Description
There's a lot going on inside StepBy<_, Range<_>>
's Iterator
implementation and LLVM does a reasonable job of cutting things down, but doesn't get all the way (definition inlined for context if it changes in future, and to allow easy experimentation):
#![crate_type = "lib"]
use std::mem;
struct R {
start: i32,
end: i32,
step_by: i32,
}
impl Iterator for R
{
type Item = i32;
fn next(&mut self) -> Option<i32> {
let rev = self.step_by < 0;
if (rev && self.start > self.end) ||
(!rev && self.start < self.end)
{
match self.start.checked_add(self.step_by) { // inlined & stable version of <i32 as std::iter::Step>::step
Some(mut n) => {
mem::swap(&mut self.start, &mut n);
Some(n)
},
None => {
let mut n = self.end.clone();
mem::swap(&mut self.start, &mut n);
Some(n)
}
}
} else {
None
}
}
}
pub fn iterator() -> usize {
R { start: 0, end: 100000, step_by: 2 }.count()
}
pub fn while_() -> usize {
let mut count = 0;
let mut i = 0;
while i < 100000 {
count += 1;
i += 2;
}
count
}
Optimised asm (it'd be great for the first to be like the second):
_ZN8iterator20h37c73f52cfd206d4LbaE:
.cfi_startproc
xorl %eax, %eax
movl $100000, %ecx
xorl %edx, %edx
.align 16, 0x90
.LBB1_1:
addl $2, %edx
cmovol %ecx, %edx
incq %rax
cmpl $100000, %edx
jl .LBB1_1
retq
_ZN6while_20h2b6d290fcc3d36d0UbaE:
.cfi_startproc
movl $50000, %eax
retq
https://play.rust-lang.org/?gist=a926869a4cf59d6683c4
#24660 previously had a somewhat similar problem, although this one is compounded by using checked_add
implemented in terms of LLVM's overflow intrinsics, which the LLVM performance tips explicitly recommend against:
Avoid using arithmetic intrinsics unless you are required by your source language specification to emit a particular code sequence.

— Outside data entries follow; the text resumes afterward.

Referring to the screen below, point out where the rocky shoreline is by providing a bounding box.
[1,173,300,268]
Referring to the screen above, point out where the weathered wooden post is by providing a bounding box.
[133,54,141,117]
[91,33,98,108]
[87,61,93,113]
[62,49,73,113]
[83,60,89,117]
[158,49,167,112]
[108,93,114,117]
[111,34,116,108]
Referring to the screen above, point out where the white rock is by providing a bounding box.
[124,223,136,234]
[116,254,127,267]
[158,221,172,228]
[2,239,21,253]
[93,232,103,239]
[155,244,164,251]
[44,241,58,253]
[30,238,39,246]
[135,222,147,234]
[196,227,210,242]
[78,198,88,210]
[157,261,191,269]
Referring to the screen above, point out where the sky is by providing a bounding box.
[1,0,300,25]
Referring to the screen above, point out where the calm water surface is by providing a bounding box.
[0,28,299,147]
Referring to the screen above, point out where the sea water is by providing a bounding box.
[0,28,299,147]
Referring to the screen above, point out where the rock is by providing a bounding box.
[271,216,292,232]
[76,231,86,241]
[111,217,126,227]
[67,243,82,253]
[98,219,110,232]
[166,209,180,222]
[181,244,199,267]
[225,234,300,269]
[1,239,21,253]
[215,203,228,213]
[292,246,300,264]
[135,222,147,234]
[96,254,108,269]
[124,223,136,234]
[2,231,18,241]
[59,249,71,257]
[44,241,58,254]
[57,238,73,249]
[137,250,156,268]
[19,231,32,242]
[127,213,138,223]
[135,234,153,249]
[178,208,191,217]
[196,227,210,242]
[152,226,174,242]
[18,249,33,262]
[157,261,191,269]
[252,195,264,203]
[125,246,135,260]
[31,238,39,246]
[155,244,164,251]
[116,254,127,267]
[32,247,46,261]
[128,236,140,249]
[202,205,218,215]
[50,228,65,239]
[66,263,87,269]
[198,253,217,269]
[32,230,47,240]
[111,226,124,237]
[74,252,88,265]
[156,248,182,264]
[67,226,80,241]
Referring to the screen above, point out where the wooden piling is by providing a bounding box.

The optimizer is quite good at reasoning about general control flow and arithmetic, it is not anywhere near as strong at reasoning about the various intrinsics. If profitable for code generation purposes, the optimizer will likely form the intrinsics itself late in the optimization pipeline. It is very rarely profitable to emit these directly in the language frontend. This item explicitly includes the use of the overflow intrinsics.